That’s a startlingly valid point! 
I am left with a bit of perplexity about the purpose of the Buddha’s visit…
Sariputta clearly knows about the five higher fetters (uddhambhāgiyāni saṃyojanāni) since he discusses them in DN33. But in this sutta, he chooses to say “external fetters” (bahiddhāsaṃyojano), which would alter the meaning. Indeed, each of the higher fetters feels internal rather external. For example, it would be difficult to think of the higher fetter of conceit as “external” given that it revolves around “I am”. And although “rebirth in the realm of luminous form” would be external, the “desire for rebirth…” is internal.

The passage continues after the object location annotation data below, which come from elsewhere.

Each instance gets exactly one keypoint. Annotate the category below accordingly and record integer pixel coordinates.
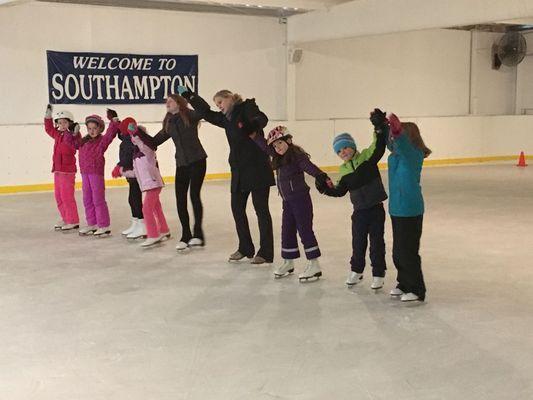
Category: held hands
(184, 92)
(48, 112)
(323, 182)
(128, 126)
(74, 127)
(112, 115)
(395, 125)
(378, 119)
(117, 172)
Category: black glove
(111, 114)
(186, 95)
(74, 128)
(321, 182)
(48, 112)
(378, 119)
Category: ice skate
(354, 278)
(237, 256)
(311, 271)
(102, 232)
(377, 282)
(196, 243)
(285, 269)
(182, 247)
(138, 232)
(69, 227)
(150, 242)
(58, 225)
(88, 230)
(396, 292)
(409, 297)
(164, 236)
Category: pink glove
(116, 173)
(395, 125)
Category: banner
(105, 78)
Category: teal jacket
(360, 176)
(405, 167)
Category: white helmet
(65, 115)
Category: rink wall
(454, 140)
(440, 79)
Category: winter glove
(112, 115)
(184, 92)
(74, 127)
(48, 112)
(117, 171)
(395, 125)
(378, 119)
(322, 182)
(128, 126)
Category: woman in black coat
(251, 172)
(181, 124)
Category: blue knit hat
(343, 140)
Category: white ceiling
(268, 8)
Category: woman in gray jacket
(181, 124)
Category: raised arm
(49, 127)
(255, 119)
(110, 134)
(202, 109)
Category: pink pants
(96, 211)
(154, 219)
(64, 193)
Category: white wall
(424, 73)
(332, 90)
(524, 81)
(244, 54)
(493, 91)
(363, 17)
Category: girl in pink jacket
(92, 162)
(150, 181)
(61, 128)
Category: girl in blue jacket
(406, 206)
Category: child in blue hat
(359, 174)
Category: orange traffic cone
(521, 160)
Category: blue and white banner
(105, 78)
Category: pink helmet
(279, 132)
(97, 120)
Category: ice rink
(102, 319)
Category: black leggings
(135, 198)
(266, 240)
(190, 175)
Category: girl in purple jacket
(92, 162)
(150, 181)
(290, 162)
(61, 128)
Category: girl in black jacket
(181, 124)
(251, 172)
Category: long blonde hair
(237, 98)
(412, 131)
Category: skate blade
(70, 230)
(315, 277)
(136, 237)
(158, 243)
(102, 235)
(279, 276)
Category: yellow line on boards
(45, 187)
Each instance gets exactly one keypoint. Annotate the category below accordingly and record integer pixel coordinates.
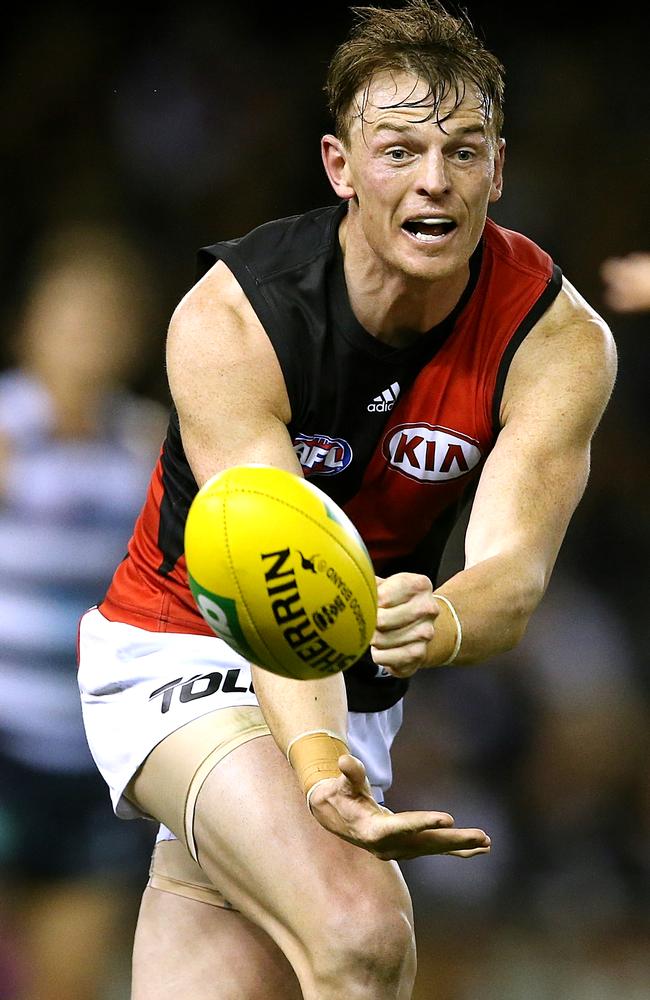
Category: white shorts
(137, 687)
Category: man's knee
(366, 940)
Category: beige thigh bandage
(174, 870)
(168, 783)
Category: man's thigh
(258, 844)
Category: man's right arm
(233, 409)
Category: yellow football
(279, 572)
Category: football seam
(318, 524)
(235, 577)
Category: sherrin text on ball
(279, 572)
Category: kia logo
(430, 454)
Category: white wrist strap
(459, 629)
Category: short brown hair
(420, 38)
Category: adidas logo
(385, 401)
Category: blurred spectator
(627, 282)
(76, 450)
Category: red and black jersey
(396, 436)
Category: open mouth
(428, 230)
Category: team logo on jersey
(429, 453)
(320, 455)
(385, 401)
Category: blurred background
(130, 140)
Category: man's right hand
(345, 806)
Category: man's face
(421, 189)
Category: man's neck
(394, 307)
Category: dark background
(192, 123)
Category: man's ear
(335, 161)
(497, 180)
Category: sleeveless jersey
(396, 436)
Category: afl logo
(430, 454)
(320, 455)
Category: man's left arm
(556, 392)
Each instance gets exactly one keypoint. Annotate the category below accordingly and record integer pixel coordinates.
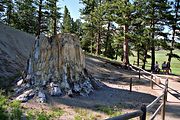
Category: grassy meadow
(161, 57)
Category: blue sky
(73, 7)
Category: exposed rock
(58, 62)
(26, 96)
(55, 90)
(41, 97)
(20, 82)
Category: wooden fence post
(151, 82)
(139, 73)
(130, 85)
(163, 110)
(143, 109)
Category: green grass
(161, 57)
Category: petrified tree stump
(57, 64)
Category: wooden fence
(144, 109)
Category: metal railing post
(143, 109)
(130, 85)
(151, 82)
(163, 110)
(139, 73)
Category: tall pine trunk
(152, 42)
(39, 18)
(107, 39)
(125, 46)
(138, 52)
(98, 44)
(174, 31)
(55, 19)
(144, 60)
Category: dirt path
(173, 98)
(114, 93)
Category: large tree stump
(57, 64)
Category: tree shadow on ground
(173, 110)
(107, 96)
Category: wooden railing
(144, 109)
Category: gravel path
(114, 92)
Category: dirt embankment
(15, 47)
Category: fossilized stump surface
(58, 65)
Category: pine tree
(67, 21)
(42, 17)
(174, 26)
(8, 12)
(54, 15)
(25, 16)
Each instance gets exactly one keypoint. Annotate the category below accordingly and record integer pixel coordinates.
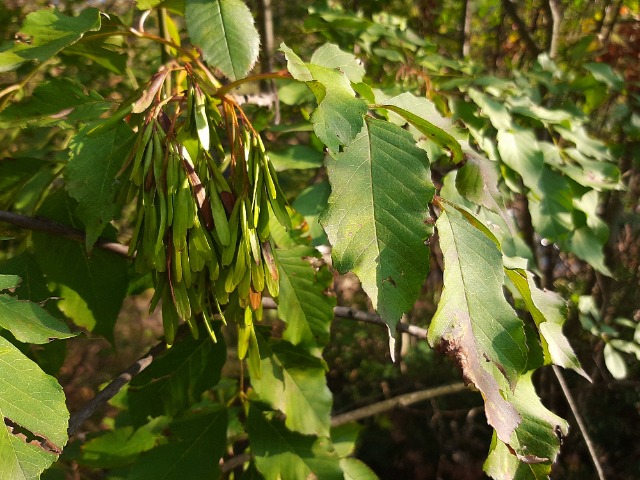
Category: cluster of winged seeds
(205, 192)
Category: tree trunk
(466, 28)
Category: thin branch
(49, 226)
(359, 315)
(581, 425)
(395, 402)
(368, 411)
(107, 393)
(253, 78)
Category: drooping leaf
(603, 73)
(546, 308)
(33, 285)
(95, 159)
(614, 361)
(9, 281)
(224, 31)
(29, 322)
(375, 219)
(178, 378)
(423, 115)
(122, 446)
(44, 33)
(282, 454)
(16, 174)
(293, 381)
(58, 101)
(296, 157)
(474, 323)
(492, 108)
(534, 445)
(91, 289)
(30, 402)
(339, 116)
(311, 203)
(355, 469)
(195, 444)
(303, 305)
(330, 56)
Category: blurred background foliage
(578, 57)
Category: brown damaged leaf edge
(31, 438)
(501, 415)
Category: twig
(581, 425)
(359, 315)
(107, 393)
(234, 462)
(512, 11)
(399, 401)
(55, 228)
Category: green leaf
(310, 203)
(91, 289)
(121, 446)
(29, 322)
(588, 247)
(548, 310)
(293, 381)
(519, 149)
(33, 285)
(177, 379)
(355, 469)
(281, 454)
(33, 403)
(303, 305)
(15, 173)
(224, 31)
(195, 444)
(474, 323)
(423, 115)
(496, 111)
(96, 156)
(477, 181)
(296, 157)
(9, 281)
(339, 116)
(376, 213)
(603, 73)
(60, 101)
(534, 445)
(344, 438)
(615, 362)
(330, 56)
(45, 32)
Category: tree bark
(466, 28)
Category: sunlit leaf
(281, 454)
(303, 305)
(339, 116)
(178, 378)
(29, 322)
(549, 312)
(195, 443)
(90, 289)
(32, 402)
(375, 220)
(293, 381)
(95, 159)
(224, 31)
(474, 324)
(44, 33)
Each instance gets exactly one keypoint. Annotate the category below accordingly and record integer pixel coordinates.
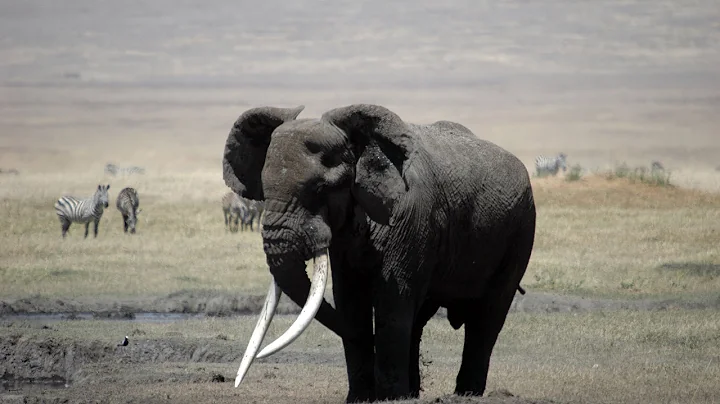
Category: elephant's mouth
(314, 300)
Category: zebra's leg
(65, 225)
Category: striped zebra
(127, 203)
(115, 170)
(656, 166)
(254, 211)
(550, 165)
(73, 210)
(233, 209)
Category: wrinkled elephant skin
(414, 217)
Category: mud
(38, 364)
(200, 303)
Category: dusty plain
(624, 283)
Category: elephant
(409, 217)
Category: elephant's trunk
(314, 305)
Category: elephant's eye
(331, 159)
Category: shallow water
(143, 317)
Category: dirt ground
(73, 358)
(622, 303)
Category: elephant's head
(313, 175)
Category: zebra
(115, 170)
(233, 208)
(550, 165)
(127, 203)
(73, 210)
(254, 210)
(656, 166)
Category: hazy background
(159, 83)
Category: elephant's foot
(463, 389)
(360, 397)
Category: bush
(640, 174)
(575, 173)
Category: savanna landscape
(623, 287)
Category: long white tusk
(268, 311)
(315, 298)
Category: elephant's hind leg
(485, 317)
(428, 309)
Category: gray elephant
(412, 218)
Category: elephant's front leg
(353, 300)
(394, 318)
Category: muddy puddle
(139, 317)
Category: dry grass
(180, 244)
(603, 237)
(628, 357)
(594, 236)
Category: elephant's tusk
(268, 311)
(315, 298)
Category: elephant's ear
(247, 145)
(383, 144)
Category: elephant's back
(459, 154)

Sariputta doesn’t explicitly enumerate the external fetters in the sutta, yet he does define the person restrictively:
Who is a person fettered externally?
It’s a mendicant who is ethical, restrained in the monastic code, conducting themselves well and seeking alms in suitable places. Seeing danger in the slightest fault, they keep the rules they’ve undertaken.
This would support your thesis.
However, the Buddha, doesn’t say “keep minding the rules” on his visit to Sariputta. Nor does he quibble about internal or external fetters. Instead, the Buddha says something quite tangentially odd about devas on a pin:
Those deities, though they number ten, twenty, thirty, forty, fifty, or sixty, can stand on the point of a needle without bumping up against each other.
Even living arahants can’t stand together on the point of a needle. Their bodies would get in the way. So perhaps the body is an external fetter. Indeed, everything discernible as “This is not mine, I am not this, this is not my self” would be…external to self and therefore an external fetter.
And, curiously, practicing “This is not mine, I am not this, this is not my self” does indeed lead to the peace directly mentioned in the wisdom unique to this sutta:
So you should train like this:
‘We shall have peaceful faculties and peaceful minds."
I’m still gnawing on that neutral feeling.